Survival is not about the duty to stay alive. We make
ourselves smaller than we are because we think we have an obligation to stay
alive in a system that was invented to imprison us. Because our parents worked
by the sweat of their brow to provide for us, we think we have the duty to do
the same. That is what grown up responsibility is all about – forgetting the
playfulness of being a child in favour of being burdened down by financial
responsibilities. If you survive in the system then you get a medal for being
one of the strong. You might even be rewarded with the label of success. We
slave our lives away in order to make it to “the” top. But the top as we know
it was invented fairly recently. It is dull, unimaginative and does not do
justice to the miracle of creation.
Similarly, we justify our society in terms of the “survival
of the fittest” discourse. We think it’s natural and a basic requirement for
evolution. Yet I wonder to what extent the observer effect is in play here.

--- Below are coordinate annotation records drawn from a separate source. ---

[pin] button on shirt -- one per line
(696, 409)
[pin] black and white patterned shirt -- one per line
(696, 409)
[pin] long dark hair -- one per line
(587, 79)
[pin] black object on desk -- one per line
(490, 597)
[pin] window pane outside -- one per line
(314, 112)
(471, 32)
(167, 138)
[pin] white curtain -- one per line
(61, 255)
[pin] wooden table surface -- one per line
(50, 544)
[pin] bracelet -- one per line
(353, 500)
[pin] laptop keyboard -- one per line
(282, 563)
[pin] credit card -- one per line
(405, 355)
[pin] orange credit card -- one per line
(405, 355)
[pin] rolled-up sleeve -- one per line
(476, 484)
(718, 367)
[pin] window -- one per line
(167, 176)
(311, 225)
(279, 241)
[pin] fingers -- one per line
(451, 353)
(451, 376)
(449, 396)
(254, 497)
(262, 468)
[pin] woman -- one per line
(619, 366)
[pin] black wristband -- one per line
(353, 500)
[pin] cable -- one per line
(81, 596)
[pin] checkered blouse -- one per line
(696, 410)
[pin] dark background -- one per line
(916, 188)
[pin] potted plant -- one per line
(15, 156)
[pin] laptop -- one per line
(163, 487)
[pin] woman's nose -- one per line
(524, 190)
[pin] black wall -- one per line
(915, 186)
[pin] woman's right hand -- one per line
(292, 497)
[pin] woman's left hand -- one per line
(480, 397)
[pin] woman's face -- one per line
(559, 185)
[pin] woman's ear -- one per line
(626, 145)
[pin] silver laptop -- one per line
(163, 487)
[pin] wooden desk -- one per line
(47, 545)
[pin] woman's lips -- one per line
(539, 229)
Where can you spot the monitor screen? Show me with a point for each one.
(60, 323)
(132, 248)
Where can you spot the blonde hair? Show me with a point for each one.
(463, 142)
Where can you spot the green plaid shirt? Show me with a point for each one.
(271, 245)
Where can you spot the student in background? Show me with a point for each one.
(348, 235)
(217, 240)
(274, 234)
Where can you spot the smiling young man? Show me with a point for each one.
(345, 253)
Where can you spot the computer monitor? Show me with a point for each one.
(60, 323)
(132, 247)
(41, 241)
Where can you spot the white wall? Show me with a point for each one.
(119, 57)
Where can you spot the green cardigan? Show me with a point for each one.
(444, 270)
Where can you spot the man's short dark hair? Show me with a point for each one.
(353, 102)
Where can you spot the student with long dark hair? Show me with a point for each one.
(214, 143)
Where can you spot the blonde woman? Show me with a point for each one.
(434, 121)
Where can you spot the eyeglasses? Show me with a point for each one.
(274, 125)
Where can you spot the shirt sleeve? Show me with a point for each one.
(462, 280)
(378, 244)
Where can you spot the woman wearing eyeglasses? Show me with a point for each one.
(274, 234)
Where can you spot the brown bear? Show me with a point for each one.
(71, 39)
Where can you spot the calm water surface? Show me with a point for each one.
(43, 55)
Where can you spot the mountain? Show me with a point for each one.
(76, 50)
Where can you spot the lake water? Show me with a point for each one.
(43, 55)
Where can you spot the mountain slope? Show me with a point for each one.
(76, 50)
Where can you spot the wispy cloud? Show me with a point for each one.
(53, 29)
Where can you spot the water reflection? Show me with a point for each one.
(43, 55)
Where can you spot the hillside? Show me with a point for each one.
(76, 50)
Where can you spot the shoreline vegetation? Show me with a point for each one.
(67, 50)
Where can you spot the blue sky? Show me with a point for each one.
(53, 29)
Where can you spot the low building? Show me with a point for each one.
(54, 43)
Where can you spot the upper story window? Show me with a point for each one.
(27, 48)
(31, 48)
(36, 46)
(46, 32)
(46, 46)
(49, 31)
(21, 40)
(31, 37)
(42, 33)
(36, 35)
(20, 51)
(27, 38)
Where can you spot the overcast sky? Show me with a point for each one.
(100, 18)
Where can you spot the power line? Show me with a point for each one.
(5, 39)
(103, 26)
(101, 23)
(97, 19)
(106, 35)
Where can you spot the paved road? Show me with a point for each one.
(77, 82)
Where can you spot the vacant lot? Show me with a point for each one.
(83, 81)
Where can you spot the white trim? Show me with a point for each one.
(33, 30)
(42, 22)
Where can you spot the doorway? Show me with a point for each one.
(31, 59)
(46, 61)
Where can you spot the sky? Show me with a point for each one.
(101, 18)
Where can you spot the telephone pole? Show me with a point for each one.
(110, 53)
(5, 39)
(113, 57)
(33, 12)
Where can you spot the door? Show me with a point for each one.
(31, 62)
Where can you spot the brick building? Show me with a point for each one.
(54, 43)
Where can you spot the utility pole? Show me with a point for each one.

Looking at nature, do we choose to see that all species struggle to survive,
that survival is the right of the strong? Do we miss the cooperation in nature
because we see only that which reflects our own mindset? Do we fail to see the
cycles in all things, the wonder according to which all things cooperate as a
whole? I cannot speak on behalf of the animals. But I imagine that when they
fight for survival they are motivated by life itself, the instinct to cling
onto the thread of one’s existence for the sake of love. How much of the
behaviour of other life forms can be attributed to a struggle for survival rather
than the species just being itself?
We only need to look around at the beauty on earth and in
the sky to understand that we are capable of more than the dullness of reality
as we have created it. Perhaps it is insane to suppress our need for soul,
imagination and miracles. Can we look up at the sky and trust the Life Force
that brought the universe into existence? No human hand can replicate such
wonder if we deny our connection to all that exists. Seeing the beauty in creation,
I’m wondering if we can look at ourselves with different eyes. The miracle of
the stars is in us and we need to honour it. Our duty is not to continue the
legacy of the system that keeps us smaller than what we are. Our existential
responsibility is to be true to the Life Force that brought us here. May we
live in such a way that we reflect the magnificence that is apparent in
everything else that came here of its own accord.
Once we understand that survival is an instinct based on
love, we can do away with the idea of success as a denial of our true selves.
If we formulate success as that which indicates that we are better than others,
we are simply suppressing a part of ourselves. True success is about allowing
the Universe to express itself through us.